Why is long casted to double in Java?

Question

SSCCE:

public class Test {

    public static void main(String[] args) {
        Long a = new Long(1L);
        new A(a);
    }

    static class A {
        A(int i) {
            System.out.println("int");
        }

        A(double d) {
            System.out.println("double");
        }
    }
}

Output:

double

There will be no compilation error printed, it works fine and calls double-parameter constructor. But why?

Answer 1

Converting long to int is a narrowing primitive conversion because it can lose the overall magnitude of the value. Converting long to double is a widening primitive conversion.

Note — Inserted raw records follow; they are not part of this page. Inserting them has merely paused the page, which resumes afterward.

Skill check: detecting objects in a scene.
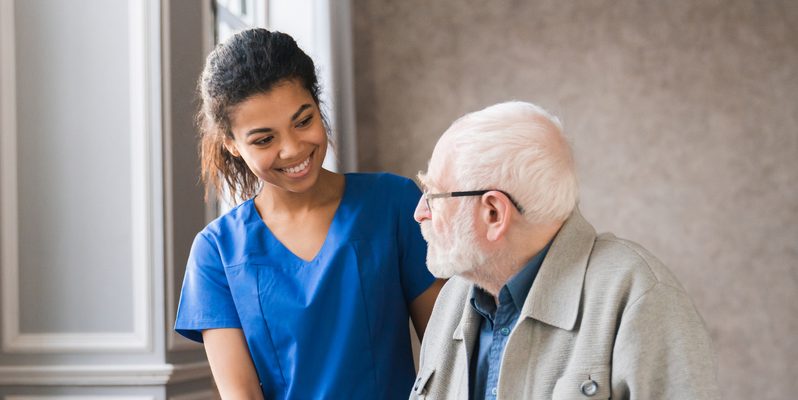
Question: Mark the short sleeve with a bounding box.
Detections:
[175,233,241,342]
[397,178,435,304]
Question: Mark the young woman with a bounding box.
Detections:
[175,29,440,399]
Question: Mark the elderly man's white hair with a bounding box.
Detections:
[444,101,578,223]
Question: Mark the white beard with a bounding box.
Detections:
[421,203,488,279]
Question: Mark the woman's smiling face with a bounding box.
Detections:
[225,80,327,193]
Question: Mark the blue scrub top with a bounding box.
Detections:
[175,173,434,399]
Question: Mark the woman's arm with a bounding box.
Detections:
[202,328,263,400]
[410,279,446,342]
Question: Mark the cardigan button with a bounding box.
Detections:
[579,379,598,397]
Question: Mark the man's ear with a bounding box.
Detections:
[224,137,241,157]
[479,191,513,242]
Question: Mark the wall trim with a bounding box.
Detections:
[5,395,155,400]
[169,390,219,400]
[161,0,205,351]
[0,361,211,386]
[0,0,157,353]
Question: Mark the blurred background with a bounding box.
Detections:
[0,0,798,400]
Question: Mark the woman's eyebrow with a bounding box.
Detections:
[291,104,312,121]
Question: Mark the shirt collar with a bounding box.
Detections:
[505,242,551,310]
[471,242,551,319]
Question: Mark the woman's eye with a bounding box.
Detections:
[252,136,274,145]
[296,116,313,128]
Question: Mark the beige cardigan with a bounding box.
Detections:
[410,211,720,400]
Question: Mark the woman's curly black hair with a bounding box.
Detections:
[197,28,327,200]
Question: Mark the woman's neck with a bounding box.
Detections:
[255,169,344,215]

The compiler will automatically generate assignment context conversion for arguments. That includes widening primitive conversion, but not narrowing primitive conversion. Because the method with an int argument would require a narrowing conversion, it is not applicable to the call.

Answer 2

int is of 4 bytes where as long and double are of 8 bytes

So, it is quite obvious that there is a chance for loss of 4 bytes of data if it is casted to an int. Datatypes are always up casted. As the comment from @Bathsheba mentioned, there is a chance of data loss even in case of using double, but the loss is much smaller when compared with int.

As you can see, double uses 52 bits for storing significant digits. Where as if it chooses int, the variable will have 32 bits available to it. Hence jvm chooses the double instead of int.

Source: Wikipedia

Answer 3

Because a long doesn't "fit" in an int.

Check https://docs.oracle.com/javase/specs/jls/se7/html/jls-5.html

Answer 4

It's down to the rules of type promotion: a long is converted to a double in preference to an int.

A long can always fit into a double, although precision could be lost if the long is larger than the 53rd power of 2. So your compiler picks the double constructor as a better fit than the int one.

(The compiler doesn't make a dynamic check in the sense that 1L does fit into an int).